A left join is a table join in which all of the matched records from the table on the left side of the join are returned, regardless of whether a matching record is found in the table on the right side of the join.
To illustrate the workings of a left join, let’s consider two tables representing employees and departments within a fictional company.
Table: employees
| EmpId | DeptId | EmpFirstName | EmpLastName |
|---|---|---|---|
| 1 | 3 | John | Doe |
| 2 | 1 | Jane | Doe |
| 3 | 2 | Jim | Smith |
| 4 | null | Joe | Schmoe |
Table: departments
| DeptId | Department |
|---|---|
| 1 | Human Resources |
| 2 | Accounting |
| 3 | Information Technology |
The Situation
Here’s a situation that would require a left join: design a query that produces a list of all employees, including which department, if any, each employee works for.
Joe Schmoe is the monkey wrench in this case.

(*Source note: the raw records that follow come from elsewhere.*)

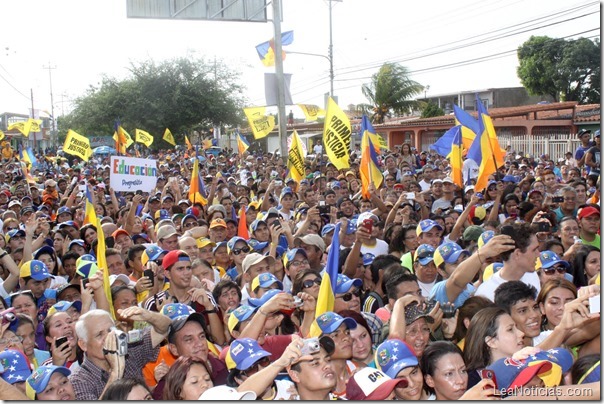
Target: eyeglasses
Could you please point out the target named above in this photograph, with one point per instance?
(11, 341)
(309, 282)
(348, 296)
(244, 249)
(264, 362)
(552, 270)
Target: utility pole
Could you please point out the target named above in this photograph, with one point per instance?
(53, 129)
(280, 81)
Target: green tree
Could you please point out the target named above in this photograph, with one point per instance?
(567, 70)
(184, 94)
(430, 109)
(391, 91)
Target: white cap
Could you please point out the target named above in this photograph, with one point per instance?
(120, 277)
(226, 393)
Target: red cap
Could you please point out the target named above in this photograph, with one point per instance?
(587, 211)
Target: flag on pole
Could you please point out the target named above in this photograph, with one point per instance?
(197, 190)
(336, 135)
(266, 50)
(242, 144)
(168, 137)
(101, 262)
(370, 172)
(327, 296)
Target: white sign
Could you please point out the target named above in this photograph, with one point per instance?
(133, 174)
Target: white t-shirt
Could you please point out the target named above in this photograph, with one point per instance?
(380, 248)
(487, 289)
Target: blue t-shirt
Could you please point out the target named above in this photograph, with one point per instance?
(439, 293)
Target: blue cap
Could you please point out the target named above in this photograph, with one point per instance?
(16, 366)
(548, 259)
(244, 352)
(424, 254)
(448, 252)
(327, 229)
(231, 243)
(427, 225)
(368, 259)
(177, 310)
(329, 322)
(344, 283)
(265, 298)
(36, 383)
(394, 355)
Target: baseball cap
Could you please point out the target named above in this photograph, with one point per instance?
(16, 366)
(64, 306)
(231, 243)
(587, 211)
(394, 355)
(472, 233)
(512, 373)
(414, 312)
(266, 280)
(344, 283)
(424, 254)
(372, 384)
(427, 225)
(38, 380)
(166, 231)
(548, 259)
(173, 257)
(255, 258)
(226, 393)
(35, 269)
(240, 314)
(243, 353)
(312, 239)
(448, 252)
(329, 322)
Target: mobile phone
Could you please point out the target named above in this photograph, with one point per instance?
(60, 341)
(149, 274)
(543, 227)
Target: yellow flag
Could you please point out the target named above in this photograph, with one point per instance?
(311, 112)
(260, 123)
(143, 137)
(169, 138)
(77, 145)
(101, 262)
(295, 158)
(336, 135)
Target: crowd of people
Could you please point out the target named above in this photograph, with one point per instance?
(442, 292)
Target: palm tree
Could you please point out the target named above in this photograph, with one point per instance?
(391, 91)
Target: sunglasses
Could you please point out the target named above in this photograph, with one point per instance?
(348, 296)
(552, 270)
(264, 362)
(244, 249)
(309, 282)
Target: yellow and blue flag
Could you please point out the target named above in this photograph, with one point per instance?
(469, 126)
(89, 214)
(455, 158)
(242, 144)
(197, 189)
(327, 291)
(266, 50)
(370, 172)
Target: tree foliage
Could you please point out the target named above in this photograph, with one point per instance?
(183, 94)
(431, 109)
(567, 70)
(391, 91)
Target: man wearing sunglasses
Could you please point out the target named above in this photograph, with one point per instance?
(237, 248)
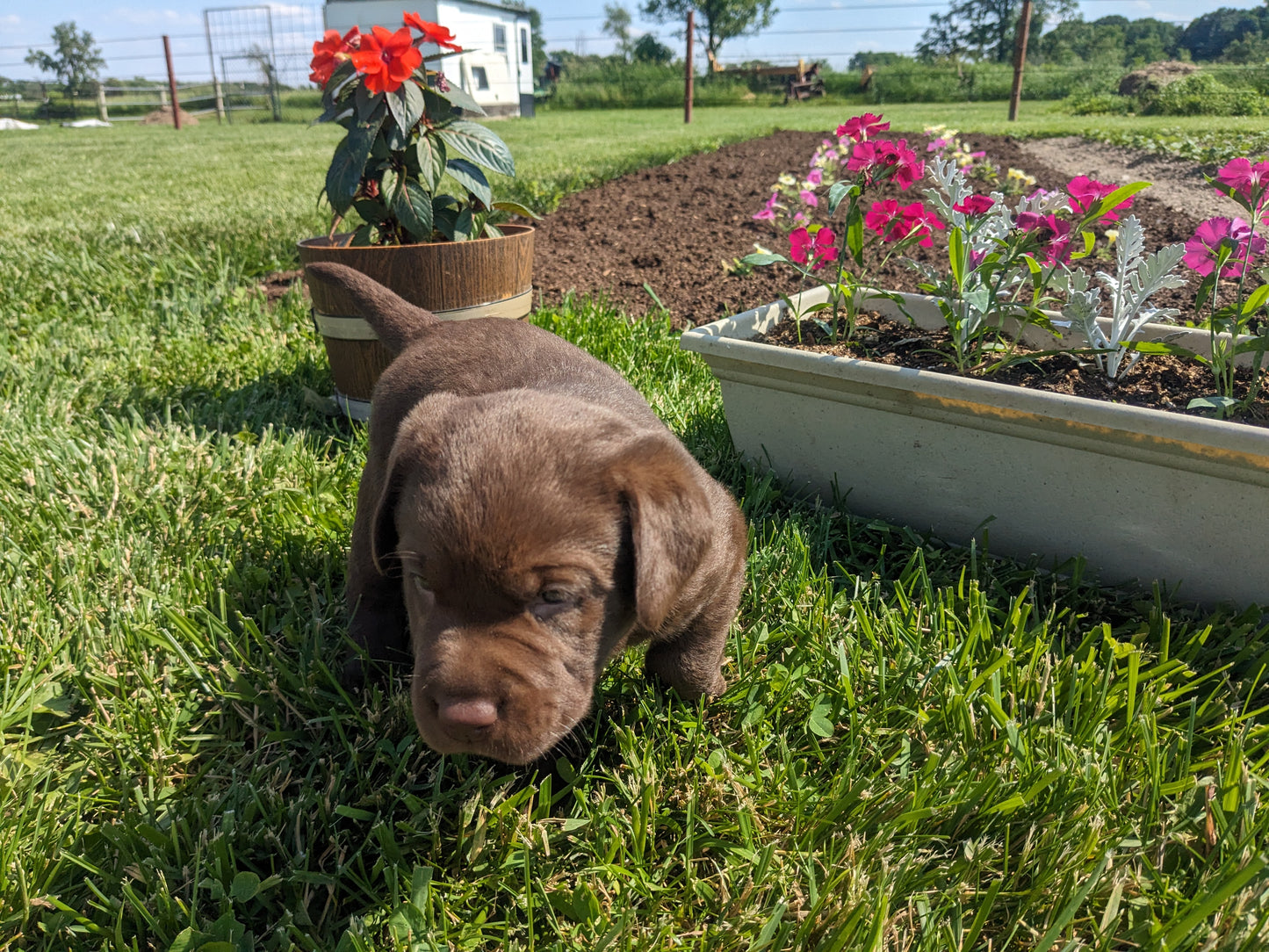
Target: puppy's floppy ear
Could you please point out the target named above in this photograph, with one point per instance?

He doesn’t work for any department, but he must be included in the results of our query. A regular join would exclude Joe from the results — but a left join would do the trick.
The Code
SELECT
employees.EmpFirstName,
employees.EmpLastName,
departments.Department
FROM
employees
LEFT JOIN departments
ON employees.DeptId = departments.DeptId
The Output
| EmpFirstName | EmpLastName | Department |
|---|---|---|
| John | Doe | Information Technology |
| Jane | Doe | Human Resources |
| Jim | Smith | Accounting |
| Joe | Schmoe | null |





1 response
February 27th, 2008
Elaine says:
Thanks alot. This explanation was easy to understand and very helpful.